An advocacy group headed by former U.S. House Majority Leader Dick Gephardt is launching a coordinated lobbying effort to improve federal policies impacting medical innovation, including calls to strengthen the R&D tax credit and make FDA oversight more predictable.
Gephardt-Led Group Steps Up Medical Innovation Lobbying Effort
Article preview from "The Gray Sheet"- June 14, 2010
An advocacy group headed by former U.S. House Majority Leader Dick Gephardt is launching a coordinated lobbying effort to improve federal policies impacting medical innovation, including calls to strengthen the R&D tax credit and make FDA oversight more predictable.
The Council for American Medical Innovation (CAMI) issued a broad-level report on June 10 highlighting a perceived breakdown in the process for translating early-stage discoveries into marketed treatments and technologies in the U.S.
"We are going to be meeting with members of Congress, the administration, state and regional officials over the next days to highlight specific steps that must be taken in the near term to ensure that medical innovation is a cornerstone of our [economic] recovery," said Gephardt, who chairs CAMI, during a press call announcing the report. The Missouri Democrat left Congress in 2005.
CAMI's organization partners include AdvaMed, drug industry associations, physician and hospital groups, and patient advocacy organizations.
The council's agenda is centered around four basic themes: improving regulatory policy; bridging the translational research gap between discovery and delivery of new medical technologies; improving private investment in medical innovation with better tax incentives; and increasing support for U.S. math and science education.
In particular, the group is advocating for increased funds for FDA and the launch of a new public-private partnership to accelerate FDA's recently announced "regulatory science" initiative, in coordination with the National Institutes of Health, to improve the tools and methods available for evaluating new technologies.
CAMI will press for increased funding for NIH emphasizing translational research, and enhancements in the U.S. academic-to-industry technology transfer process.
Also on the council's translational research agenda is reforming the federal Small Business Innovation Research program, including a top device sector priority to allow start-ups that are majority-owned by venture capital firms access to SBIR grants.
Making the federal R&D tax credit permanent, rather than having to depend on Congress to reauthorize it every few years, is the group's top lobbying focus for increasing private investment in medical product development. It also wants to increase the size of the credit.
Over the longer term, CAMI will push for additional tax credits for manufacturing and "angel" investing, among other areas.
"Nowhere is there a better opportunity to drive new jobs than through medical research and innovation," Gephardt said.
The extra money in the federal budget that would be required to accomplish the CAMI initiatives "is pennies on the dollar in terms of what it will yield in economic growth and what it will yield in terms of health cost savings," he asserted.
Federal Innovation Office Sought
Few of the council's individual proposals are particularly novel, but the effort brings potentially disparate initiatives together under one "medical innovation" umbrella and puts more lobbying heft behind it.
To tie the policy objectives together, a new federal office will need to be established, Gephardt stressed.

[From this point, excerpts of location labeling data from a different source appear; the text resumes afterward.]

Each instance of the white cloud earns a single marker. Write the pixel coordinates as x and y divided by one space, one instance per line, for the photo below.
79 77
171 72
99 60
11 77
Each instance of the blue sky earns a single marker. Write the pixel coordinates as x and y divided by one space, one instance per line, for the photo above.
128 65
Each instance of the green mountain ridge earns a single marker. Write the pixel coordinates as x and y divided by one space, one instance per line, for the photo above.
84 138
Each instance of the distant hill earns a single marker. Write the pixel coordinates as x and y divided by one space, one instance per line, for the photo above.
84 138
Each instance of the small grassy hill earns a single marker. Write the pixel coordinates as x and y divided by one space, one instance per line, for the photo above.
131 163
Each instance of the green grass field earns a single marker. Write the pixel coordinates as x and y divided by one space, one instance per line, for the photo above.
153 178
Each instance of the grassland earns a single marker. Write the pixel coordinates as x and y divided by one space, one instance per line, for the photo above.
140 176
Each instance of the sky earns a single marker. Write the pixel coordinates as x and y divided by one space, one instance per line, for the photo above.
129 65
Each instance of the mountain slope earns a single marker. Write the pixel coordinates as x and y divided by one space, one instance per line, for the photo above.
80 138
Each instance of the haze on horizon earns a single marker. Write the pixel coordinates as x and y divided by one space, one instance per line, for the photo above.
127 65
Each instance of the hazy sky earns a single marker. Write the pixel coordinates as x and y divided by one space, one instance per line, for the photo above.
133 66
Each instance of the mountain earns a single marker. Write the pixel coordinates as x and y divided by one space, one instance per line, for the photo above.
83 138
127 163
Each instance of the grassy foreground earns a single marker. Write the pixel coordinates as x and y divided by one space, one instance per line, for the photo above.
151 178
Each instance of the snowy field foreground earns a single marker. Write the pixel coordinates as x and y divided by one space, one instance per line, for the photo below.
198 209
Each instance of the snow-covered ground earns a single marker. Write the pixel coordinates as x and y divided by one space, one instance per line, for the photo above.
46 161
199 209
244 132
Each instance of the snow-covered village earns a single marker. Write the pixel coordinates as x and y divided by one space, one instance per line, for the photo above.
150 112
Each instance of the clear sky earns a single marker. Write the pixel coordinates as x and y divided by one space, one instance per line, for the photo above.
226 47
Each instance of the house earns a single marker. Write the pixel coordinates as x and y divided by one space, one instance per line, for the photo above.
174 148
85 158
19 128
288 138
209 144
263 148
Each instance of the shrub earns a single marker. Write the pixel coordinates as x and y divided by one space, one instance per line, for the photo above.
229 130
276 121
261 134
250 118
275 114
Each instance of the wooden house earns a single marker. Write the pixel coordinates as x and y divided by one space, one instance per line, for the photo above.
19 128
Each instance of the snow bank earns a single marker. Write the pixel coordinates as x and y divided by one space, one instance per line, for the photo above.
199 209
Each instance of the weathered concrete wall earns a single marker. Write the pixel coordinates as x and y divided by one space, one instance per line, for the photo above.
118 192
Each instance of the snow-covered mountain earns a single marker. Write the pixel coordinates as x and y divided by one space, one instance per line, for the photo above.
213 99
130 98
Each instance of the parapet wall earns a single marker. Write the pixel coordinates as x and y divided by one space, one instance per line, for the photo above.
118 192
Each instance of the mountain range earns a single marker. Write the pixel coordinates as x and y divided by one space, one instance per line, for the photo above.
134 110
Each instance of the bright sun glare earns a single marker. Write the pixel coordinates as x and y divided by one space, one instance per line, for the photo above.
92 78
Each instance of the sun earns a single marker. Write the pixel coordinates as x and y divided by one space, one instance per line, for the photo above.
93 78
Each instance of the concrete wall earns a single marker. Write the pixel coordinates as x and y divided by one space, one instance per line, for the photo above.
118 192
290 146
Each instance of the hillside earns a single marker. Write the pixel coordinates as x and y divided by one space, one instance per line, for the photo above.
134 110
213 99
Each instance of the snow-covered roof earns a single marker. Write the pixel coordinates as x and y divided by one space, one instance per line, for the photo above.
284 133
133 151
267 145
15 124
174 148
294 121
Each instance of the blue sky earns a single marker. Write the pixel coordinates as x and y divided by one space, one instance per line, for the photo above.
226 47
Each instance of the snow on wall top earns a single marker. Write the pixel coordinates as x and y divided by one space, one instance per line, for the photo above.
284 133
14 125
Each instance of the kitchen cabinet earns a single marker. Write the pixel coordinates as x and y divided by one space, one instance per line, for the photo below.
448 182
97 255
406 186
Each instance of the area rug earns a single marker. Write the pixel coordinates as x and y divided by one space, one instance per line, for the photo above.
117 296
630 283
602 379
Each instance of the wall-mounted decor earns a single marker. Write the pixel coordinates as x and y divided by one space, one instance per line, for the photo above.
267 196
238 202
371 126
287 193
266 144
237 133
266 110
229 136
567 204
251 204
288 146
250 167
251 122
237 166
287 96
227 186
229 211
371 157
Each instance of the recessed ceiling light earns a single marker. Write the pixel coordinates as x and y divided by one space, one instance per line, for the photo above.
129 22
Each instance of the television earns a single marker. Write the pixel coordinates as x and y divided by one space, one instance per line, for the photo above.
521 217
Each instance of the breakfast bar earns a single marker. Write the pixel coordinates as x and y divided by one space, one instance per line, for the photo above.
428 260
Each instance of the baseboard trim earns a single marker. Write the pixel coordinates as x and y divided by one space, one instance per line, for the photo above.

"We feel we need responsibility ... somewhere in the executive branch to move this agenda forward, to coordinate it, and to collaborate with different groups in and out of the government," he said.
The former congressman said he is still in discussions with administration officials and lawmakers about where in the executive branch such an office would be most appropriately placed.
AdvaMed's Senior Executive VP David Nexon forwarded a similar proposal in May 21 testimony before the President's Council of Advisors on Science and Technology for a White House-based office to "advocate for innovation."
Nexon also suggested adding a requirement for government regulations to include an innovation-impact statement, analogous to the current requirement for an environmental impact statement.
"Requiring that a statement of this kind be included would assure that the issue of innovation is at least considered as policies are developed," Nexon said.
Device Regulatory Reforms On Radar
The most explicit reference to medical device innovation challenges in the CAMI report, prepared by research firm Battelle, is a discussion of the upcoming reforms to the 510(k) process and allusions to industry complaints that PMA reviews are taking too long.
"We think any new regulatory requirements should balance FDA's dual mission of protecting the public health, but also facilitating innovation," said Steve Ubl, president and CEO of AdvaMed, during a June 9 conference call.
That call was held to highlight the specific contributions of the U.S. medical device industry to the economy, as tabulated by a just-released Lewin Group 4 report, funded by AdvaMed.
Among the report's data points: the medical technology industry was responsible in 2008 for about 423,000 jobs and $24.6 billion in annual payroll; the industry paid salaries 40% above the national average; and each medical technology job generates an additional 1.5 jobs.
"The report paints an impressive picture," Ubl said. "However, our world leadership cannot be guaranteed in the future."
Ubl highlighted "three trends that give me pause."
He pointed to a declining U.S. trade surplus, to which the net-export device sector has historically been an important contributor; reduced venture capital investment in the industry; and FDA's failure to meet all of its PMA user fee performance goals, which, he suggests, is contributing to manufacturers placing more emphasis on Europe and other locales for "breakthrough" products.